Des fête et des réunions de famille, il y en a souvent chez les Silva-Montoya. Et elles sont bruyantes!
«Dans notre culture, on a des grosses réunions. Ça parle fort, on est beaucoup et tout le monde s'aime. D'ailleurs, ils étaient une vingtaine chez moi l'autre fois lorsque je les ai appelés avec FaceTime!» dit-il en riant.
Montoya voue un respect sans borne à sa mère et à ses grands-parents. Il espère pouvoir léguer à son tour à ses enfants, Camila (3 ½ ans) et Henry (presque 2 ans) - qui se fait parfois appeler Enrique! - les mêmes valeurs.
«Si j'avais une chose à leur enseigner, ce serait : ''respecte-toi et respecte les autres''. L'amour est la chose la plus importante. Notre famille est basée sur l'amour et la gentillesse», mentionne-t-il.

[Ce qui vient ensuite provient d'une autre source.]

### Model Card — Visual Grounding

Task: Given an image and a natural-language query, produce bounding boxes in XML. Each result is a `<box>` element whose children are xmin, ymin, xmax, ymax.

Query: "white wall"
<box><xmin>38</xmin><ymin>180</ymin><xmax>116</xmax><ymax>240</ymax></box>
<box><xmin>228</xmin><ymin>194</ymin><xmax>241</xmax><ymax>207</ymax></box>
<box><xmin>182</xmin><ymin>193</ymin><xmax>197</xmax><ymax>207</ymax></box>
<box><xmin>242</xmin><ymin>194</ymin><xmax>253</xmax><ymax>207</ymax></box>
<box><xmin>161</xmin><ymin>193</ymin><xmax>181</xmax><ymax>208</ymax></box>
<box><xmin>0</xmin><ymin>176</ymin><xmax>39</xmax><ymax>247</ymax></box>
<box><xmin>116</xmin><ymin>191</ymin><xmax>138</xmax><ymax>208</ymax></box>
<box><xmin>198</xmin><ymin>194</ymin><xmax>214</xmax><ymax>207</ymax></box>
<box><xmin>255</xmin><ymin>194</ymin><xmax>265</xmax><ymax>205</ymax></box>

À la maison, Montoya parle espagnol avec ses enfants, même s'il avoue lui-même discuter avec sa mère en «spanglish».
«Ma fille le maîtrise bien mais là, on ajoute le français. Alors maintenant, elle ne fait qu'utiliser des mots espagnols en disant qu'ils sont français, ce qui est vraiment adorable», ajoute-t-il.
Dans les marchés précédents où il a joué, comme dans l'État de New York et en Floride, Montoya s'impliquait le plus possible auprès des communautés hispanophones. S'il en a la chance, il le fera également à Montréal.
«Je suis probablement le seul dans la LNH qui parle espagnol. C'est un rôle incroyable que je peux jouer. Si je peux ouvrir les portes de ce sport à cette communauté-là, je vais le faire. C'est un privilège que d'être ici en tant que minorité», conclut-il.